Intermountain Cystic Fibrosis Pediatric Center, Salt Lake City, Utah.
Department of Pharmacy, St. Vincent's Medical Center Riverside, Jacksonville, Florida.
L.S. Skaggs Pharmacy Institute Rm 4916, University of Utah College of Pharmacy, Salt Lake City, Utah.
Intermountain Cystic Fibrosis Adult Center, Salt Lake City, Utah.
Department of Pharmacy, Intermountain McKay-Dee Hospital Center, Ogden, Utah.
Division of Pediatric Infectious Disease, University of Utah, Salt Lake City, Utah.
Cystic Fibrosis Foundation, Bethesda, Maryland.
Departments of Medicine and Pediatrics, Case Western Reserve University School of Medicine, University Hospitals Case Medical Center and Rainbow Babies and Children's Hospital, Cleveland, Ohio.



The purpose of this study was to characterize the utilization of antibiotics for chronic methicillin-resistant Staphylococcus aureus (MRSA) infection in cystic fibrosis (CF) patients with acute pulmonary exacerbations (PEx).


An anonymous national cross-sectional survey of CF Foundation accredited care programs was performed using an electronic survey tool.

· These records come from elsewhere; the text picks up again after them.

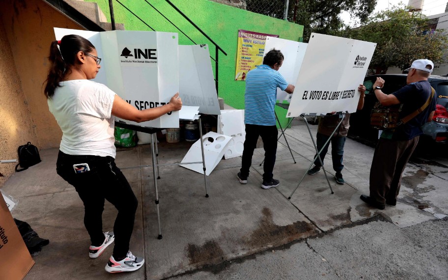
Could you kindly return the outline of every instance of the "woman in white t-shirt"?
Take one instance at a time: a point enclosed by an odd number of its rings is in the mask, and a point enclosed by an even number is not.
[[[114,117],[140,122],[180,110],[176,93],[168,104],[139,111],[104,84],[89,81],[101,66],[88,40],[68,35],[51,44],[51,65],[45,85],[48,108],[62,131],[56,171],[72,185],[84,206],[84,224],[90,237],[90,258],[98,257],[115,240],[106,266],[109,272],[133,271],[143,258],[129,252],[137,199],[114,162]],[[103,232],[104,200],[116,208],[113,232]]]

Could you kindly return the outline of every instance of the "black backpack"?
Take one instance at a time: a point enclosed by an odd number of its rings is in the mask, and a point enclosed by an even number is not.
[[[32,145],[31,142],[28,142],[26,145],[19,146],[17,149],[19,154],[19,163],[16,166],[16,171],[20,172],[28,169],[28,168],[40,163],[40,156],[37,147]],[[22,169],[18,169],[19,166]]]

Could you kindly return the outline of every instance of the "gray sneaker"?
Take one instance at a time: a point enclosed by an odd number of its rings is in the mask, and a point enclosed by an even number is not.
[[[343,185],[345,183],[345,181],[344,181],[344,178],[342,178],[342,173],[340,172],[336,172],[336,174],[335,175],[335,178],[336,179],[336,183],[337,183],[338,184]]]
[[[314,175],[318,172],[320,172],[320,167],[314,166],[314,167],[308,170],[307,173],[309,175]]]
[[[270,189],[271,188],[275,188],[280,184],[280,181],[275,179],[272,179],[270,182],[266,182],[263,181],[263,184],[261,184],[261,188],[265,190]]]

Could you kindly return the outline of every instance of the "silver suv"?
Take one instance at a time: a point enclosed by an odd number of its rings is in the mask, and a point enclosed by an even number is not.
[[[378,101],[373,93],[372,85],[380,77],[386,81],[383,92],[392,93],[406,84],[406,74],[375,75],[366,77],[364,84],[365,86],[364,108],[350,117],[350,135],[376,142],[378,131],[370,125],[370,111]],[[448,143],[448,78],[446,77],[431,75],[428,81],[436,90],[437,105],[432,121],[425,124],[422,129],[424,136],[439,143]]]

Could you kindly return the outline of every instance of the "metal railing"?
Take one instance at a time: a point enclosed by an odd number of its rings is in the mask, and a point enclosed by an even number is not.
[[[111,12],[111,21],[112,23],[112,30],[115,30],[115,16],[113,14],[113,3],[112,3],[113,0],[109,0],[109,9],[110,9],[110,12]],[[152,30],[152,31],[155,31],[155,30],[153,28],[151,27],[146,22],[145,22],[144,20],[141,19],[140,17],[139,17],[135,13],[134,13],[134,12],[133,12],[130,9],[129,9],[129,8],[126,7],[126,5],[125,5],[123,3],[120,2],[119,0],[115,0],[116,1],[116,2],[118,2],[119,4],[120,4],[122,6],[123,6],[125,9],[127,10],[130,13],[131,13],[135,17],[138,18],[143,24],[144,24],[147,27],[148,27],[150,29],[151,29],[151,30]],[[155,10],[156,12],[159,13],[162,17],[163,17],[165,19],[165,20],[168,21],[168,22],[169,22],[170,24],[171,24],[177,30],[178,30],[182,34],[183,34],[187,38],[188,38],[189,40],[191,41],[195,45],[197,45],[197,44],[196,42],[195,42],[195,41],[193,40],[193,39],[192,39],[190,37],[190,36],[187,35],[187,34],[186,34],[184,31],[183,31],[182,30],[181,30],[181,29],[177,26],[176,26],[174,23],[173,23],[171,21],[170,21],[168,18],[167,18],[166,16],[165,16],[165,15],[164,15],[161,12],[160,12],[160,11],[159,11],[154,5],[153,5],[152,4],[149,3],[149,2],[147,0],[144,0],[145,2],[146,2],[146,3],[147,4],[148,4],[148,5],[150,6],[154,10]],[[182,11],[179,10],[179,8],[177,8],[177,7],[176,7],[174,4],[173,4],[171,2],[171,1],[170,1],[169,0],[165,0],[165,1],[167,3],[168,3],[168,4],[169,4],[174,10],[175,10],[175,11],[179,14],[181,15],[190,24],[191,24],[192,26],[193,26],[193,27],[194,27],[194,28],[196,29],[196,30],[197,30],[199,32],[200,32],[201,34],[203,35],[212,44],[213,44],[213,45],[215,46],[215,58],[214,58],[213,57],[211,56],[210,56],[210,58],[211,58],[213,61],[215,61],[215,85],[216,87],[216,92],[217,92],[217,93],[218,93],[218,73],[219,73],[219,64],[218,61],[219,60],[219,52],[221,52],[223,54],[224,54],[225,56],[227,56],[227,53],[224,50],[223,50],[223,49],[221,47],[220,47],[218,45],[218,44],[217,44],[211,38],[210,38],[210,36],[209,36],[205,32],[204,32],[204,31],[202,30],[202,29],[201,29],[200,28],[199,28],[198,26],[197,26],[194,22],[193,22],[193,21],[192,21],[190,19],[190,18],[189,18],[188,16],[187,16],[187,15],[185,15],[185,14],[184,14],[183,12],[182,12]]]

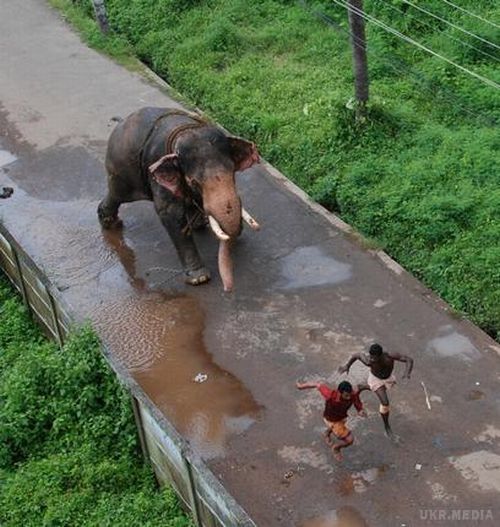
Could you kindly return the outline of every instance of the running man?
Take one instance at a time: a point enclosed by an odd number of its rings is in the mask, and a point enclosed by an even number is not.
[[[358,415],[366,417],[363,404],[359,398],[360,390],[354,391],[352,384],[347,381],[341,382],[336,390],[332,390],[326,384],[319,382],[297,382],[296,386],[299,390],[317,388],[325,398],[325,410],[323,412],[323,421],[327,426],[325,439],[327,444],[332,447],[335,459],[342,461],[341,449],[351,446],[354,442],[352,432],[346,426],[347,411],[354,404]],[[338,440],[333,445],[331,440],[332,434]]]
[[[368,384],[359,386],[360,391],[369,389],[377,394],[380,401],[379,412],[384,422],[385,433],[390,439],[397,439],[389,424],[390,408],[387,388],[392,388],[396,384],[396,378],[393,374],[394,361],[406,363],[403,379],[409,379],[413,369],[413,359],[400,353],[387,353],[380,344],[372,344],[368,355],[355,353],[345,366],[341,366],[338,369],[339,373],[349,373],[349,369],[357,360],[370,368]]]

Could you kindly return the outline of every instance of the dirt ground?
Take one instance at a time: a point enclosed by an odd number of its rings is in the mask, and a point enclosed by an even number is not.
[[[185,286],[150,203],[123,206],[121,232],[96,215],[111,118],[172,100],[42,0],[0,5],[0,63],[0,185],[14,188],[1,221],[259,526],[498,525],[494,341],[264,165],[238,177],[263,228],[239,241],[235,291],[222,291],[209,232],[197,240],[214,279]],[[336,368],[374,341],[415,359],[390,393],[401,443],[365,392],[339,464],[320,395],[295,381],[344,379]],[[366,375],[356,365],[349,379]]]

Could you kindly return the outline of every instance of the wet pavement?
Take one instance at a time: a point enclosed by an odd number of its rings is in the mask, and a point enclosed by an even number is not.
[[[0,219],[258,525],[496,525],[498,344],[262,165],[238,177],[262,230],[239,240],[232,294],[209,232],[197,241],[214,279],[182,283],[150,203],[123,206],[123,230],[103,233],[112,118],[172,101],[87,49],[42,0],[13,4],[0,5],[0,186],[14,188]],[[373,341],[415,359],[390,394],[402,442],[384,437],[365,393],[368,418],[351,420],[339,465],[321,397],[294,383],[339,381]]]

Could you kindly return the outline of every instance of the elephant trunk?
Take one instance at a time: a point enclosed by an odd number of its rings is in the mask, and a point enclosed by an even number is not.
[[[222,179],[222,178],[220,178]],[[239,236],[244,220],[252,229],[259,229],[259,224],[241,206],[241,200],[236,193],[234,179],[224,187],[218,181],[216,189],[206,185],[203,191],[203,206],[208,216],[208,221],[214,234],[219,239],[219,274],[222,279],[224,291],[233,288],[233,261],[231,246]],[[232,183],[232,184],[231,184]]]
[[[227,178],[228,181],[224,181],[225,179],[220,177],[217,185],[214,185],[215,188],[212,185],[204,186],[203,206],[210,227],[219,239],[219,274],[224,291],[231,291],[233,288],[231,245],[241,233],[241,200],[236,192],[234,178]]]

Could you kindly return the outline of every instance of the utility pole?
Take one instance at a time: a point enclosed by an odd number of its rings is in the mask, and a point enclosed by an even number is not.
[[[352,67],[354,72],[354,96],[356,99],[356,119],[363,121],[368,102],[368,59],[366,57],[365,20],[363,0],[347,0],[349,29],[352,44]]]
[[[106,14],[106,6],[104,0],[92,0],[94,6],[94,13],[99,24],[99,29],[106,34],[109,31],[108,16]]]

Fifty-eight percent (152/261) CF Foundation accredited programs completed the survey. Ninety-eight percent (149/152) of respondents reported using antibiotics (oral or intravenous) against MRSA. Variability exists in the use of antibiotics amongst the programs and in the dosages utilized. For oral outpatient treatment, sulfamethoxazole/trimethoprim was the most commonly utilized antibiotic by both pediatric (109/287, 38%) and adult (99/295, 34%) respondents, of which, ten percent of reported to use it in combination with rifampin. For inpatient treatment, linezolid (both intravenous (IV) and oral) was most commonly utilized in both pediatric (IV 35/224, 16%; oral 41/224, 18%), and adult (IV 44/235, 19%; oral 38/235, 16%) respondents for inpatient treatment. IV vancomycin was the second most commonly utilized antibiotic by pediatric (70/224, 31%) and adult (71/235, 30%) respondents. Most respondents reported dose titration to achieve a vancomycin trough level of 15-20 mg/L (150/179, 84%). Topical or inhaled antibiotic utilization was reported to be an uncommon practice with approximately 70% of pediatric and adult respondents reporting to use them either rarely or never. The concomitant use of anti-MRSA and anti-pseudomonal antibiotics was common with 96% of pediatric and 99% of adult respondents answering in the affirmative.


We conclude that anti-MRSA antibiotics are utilized via various dosage regimens by a majority of CF Foundation accredited care programs for the treatment of chronic MRSA in PEx, and there is no consensus on the best treatment approach.